Front. Reprod. Health, 24 November 2021
Sec. Andrology
This article is part of the Research Topic Fertility in Klinefelter Syndrome: The Need for a Multidisciplinary Approach View all 6 articles

Editorial: Fertility in Klinefelter Syndrome: The Need for a Multidisciplinary Approach

  • Guy's and St. Thomas' Foundation Trust, London, United Kingdom

Klinefelter Syndrome (KS) is the commonest disorder that affects the sex chromosomes (1), occurring in one in 660 newborn males (2). The non-mosaic 47XXY chromosomal arrangement is present in 80% of KS patients (1). It can present in the mosaic form (47,XXY/46,XY) as well, often with less phenotypic severity (1). Men are often diagnosed when they present with primary infertility. KS patients represent 3% of infertile males and 10% of azoospermic men (24). Sperm in the ejaculate has been identified in up to 70% semen samples from adolescents with KS aged from 12 to 20 years (5, 6).

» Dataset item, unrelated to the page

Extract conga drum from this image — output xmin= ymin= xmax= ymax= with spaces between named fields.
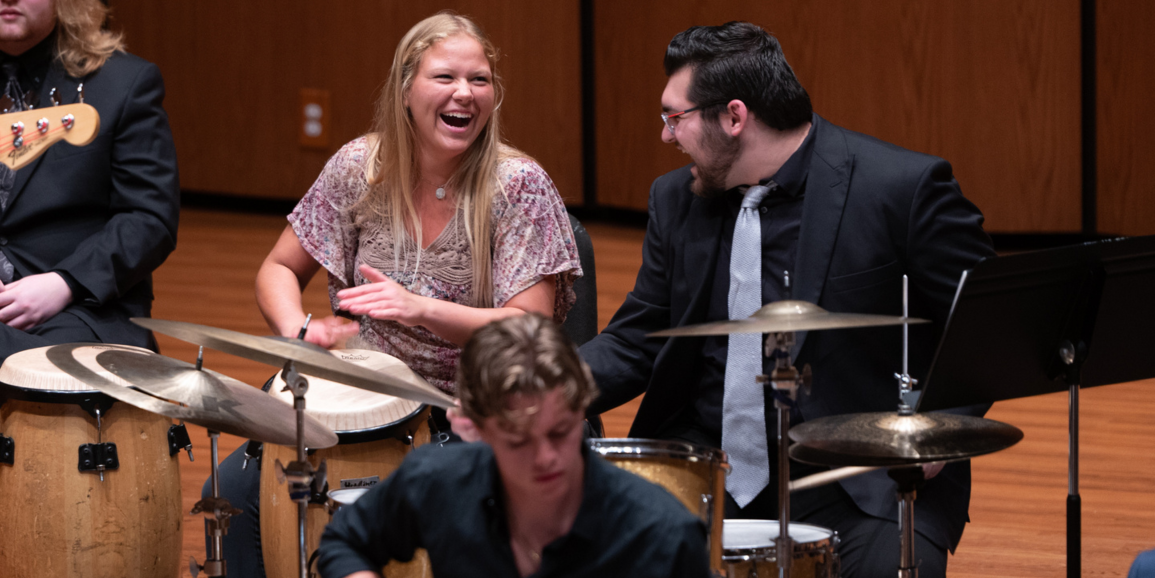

However, in late adolescence, testosterone levels fall and leading to an absence in secondary sexual characteristics, small testes and gynaecomastia with the progressive fibrosis and hyalinisation of the seminiferous tubules and spermatogonial stem cell decline into adulthood, leading to azoospermia (7).

KS is a multisystem disease that does not just impact sperm production. Many issues surrounding hypogonadism, psychosexual morbidity, gynaecomastia and risk of developing further disease such as diabetes, osteoporosis, venous thromboembolism and cancer need to be discussed and require more research (8). The care of patients with KS, like other multisystem genetic disease, needs to be more multidisciplinary and integrated. This Research Topic focuses on the many often missed issues that affect patients with KS, beyond just their fertility journey.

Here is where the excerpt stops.